The Asia-Pacific region has been known for its economic vibrancy and progressive advancement. Yet, the continent has to confront the reality that more than two thirds of the global poor live in Asia and the benefits of the economic growth are not equally shared. The most affected are the poor and the vulnerable. Conserving the precious water resources of our cities is undoubtedly the urgent priority. The most daunting challenge we face today comes from the spontaneously growing urban informal settlements. Hundreds of millions of our fellow citizens living in these settlements are denied of their fundamental right - the right to access safe water and basic sanitation.
The achievements in the water and sanitation sector are outstripped by the scale of the challenges in the region. While there are several challenges, there are also plenty of opportunities to successfully speed up improvements for sustainable access to safe drinking water and sanitation.

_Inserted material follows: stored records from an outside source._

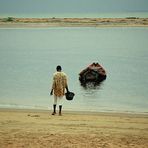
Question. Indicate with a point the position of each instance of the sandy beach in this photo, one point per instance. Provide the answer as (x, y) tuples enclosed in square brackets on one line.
[(11, 22), (32, 128)]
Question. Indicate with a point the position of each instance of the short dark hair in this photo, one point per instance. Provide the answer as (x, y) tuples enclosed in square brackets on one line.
[(59, 68)]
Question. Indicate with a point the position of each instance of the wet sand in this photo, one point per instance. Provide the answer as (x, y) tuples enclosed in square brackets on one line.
[(11, 22), (34, 128)]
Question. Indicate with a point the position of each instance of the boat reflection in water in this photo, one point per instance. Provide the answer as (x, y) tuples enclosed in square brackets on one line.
[(92, 76)]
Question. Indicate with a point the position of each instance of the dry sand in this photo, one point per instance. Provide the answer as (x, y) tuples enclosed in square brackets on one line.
[(28, 128)]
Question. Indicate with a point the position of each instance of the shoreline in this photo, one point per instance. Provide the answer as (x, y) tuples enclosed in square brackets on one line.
[(144, 113), (107, 113), (29, 128), (11, 22)]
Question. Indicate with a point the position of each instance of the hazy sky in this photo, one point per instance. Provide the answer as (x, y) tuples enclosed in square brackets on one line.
[(71, 6)]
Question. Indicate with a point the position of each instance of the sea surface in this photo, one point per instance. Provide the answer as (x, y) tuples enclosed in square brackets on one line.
[(28, 59), (77, 15)]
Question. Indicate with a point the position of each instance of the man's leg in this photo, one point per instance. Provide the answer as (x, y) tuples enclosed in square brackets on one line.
[(60, 105), (60, 110)]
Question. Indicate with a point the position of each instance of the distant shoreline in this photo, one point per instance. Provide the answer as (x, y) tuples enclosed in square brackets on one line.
[(11, 22)]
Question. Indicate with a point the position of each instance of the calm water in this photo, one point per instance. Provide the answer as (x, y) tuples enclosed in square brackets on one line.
[(28, 58)]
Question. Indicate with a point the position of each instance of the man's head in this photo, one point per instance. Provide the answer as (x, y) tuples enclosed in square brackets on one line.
[(59, 68)]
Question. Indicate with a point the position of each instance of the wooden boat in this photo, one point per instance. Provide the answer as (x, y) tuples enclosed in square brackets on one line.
[(93, 73)]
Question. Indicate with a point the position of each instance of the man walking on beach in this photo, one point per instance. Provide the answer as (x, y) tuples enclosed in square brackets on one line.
[(58, 87)]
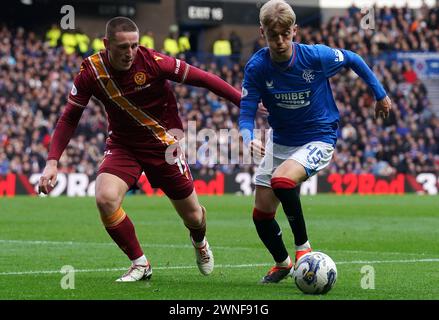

Improving access to safe water, helping to provide adequate sanitation to millions of low income urban dwellers and measuring the impact of these interventions are the highest priorities for the UN-HABITAT Water and Sanitation Programme. The strategic partnership with the Asian Development Bank has facilitated additional pro-poor investments in the sector.
I am happy that the Water for Asian Cities Programme of UN-HABITAT in partnership with the Asian Development Bank and other agencies, has implemented several pro-poor initiatives in the Asia-Pacific region to meet the challenge of providing safe water and adequate sanitation. Enhancing capacities alone will not lead to improvement in access to basic services unless these are linked to follow-up investments. It is pertinent to mention that the targets for these pro-poor investments under the collaborative efforts of UN-HABITAT and ADB are met ahead of time and the investments are being doubled for the next five years. The WAC activities have also speeded up the service delivery in India and Nepal, while these are being geared up in China, Vietnam and Lao PDR. The involvement of private sector for promotion of efficient water and sanitation services is another significant move and is quite encouraging.
UN-HABITAT looks forward to a productive and concrete outcomes with commitment for sustainable development in water and sanitation in the region and attain the benefits of access to safe drinking water and the human dignity that comes with adequate sanitation. The Website initiated by the WAC Programme would immensely benefit with knowledge and activity sharing not only to the country governments and millions of practicing professionals in the Asia-Pacific region but also to all those involved around the world.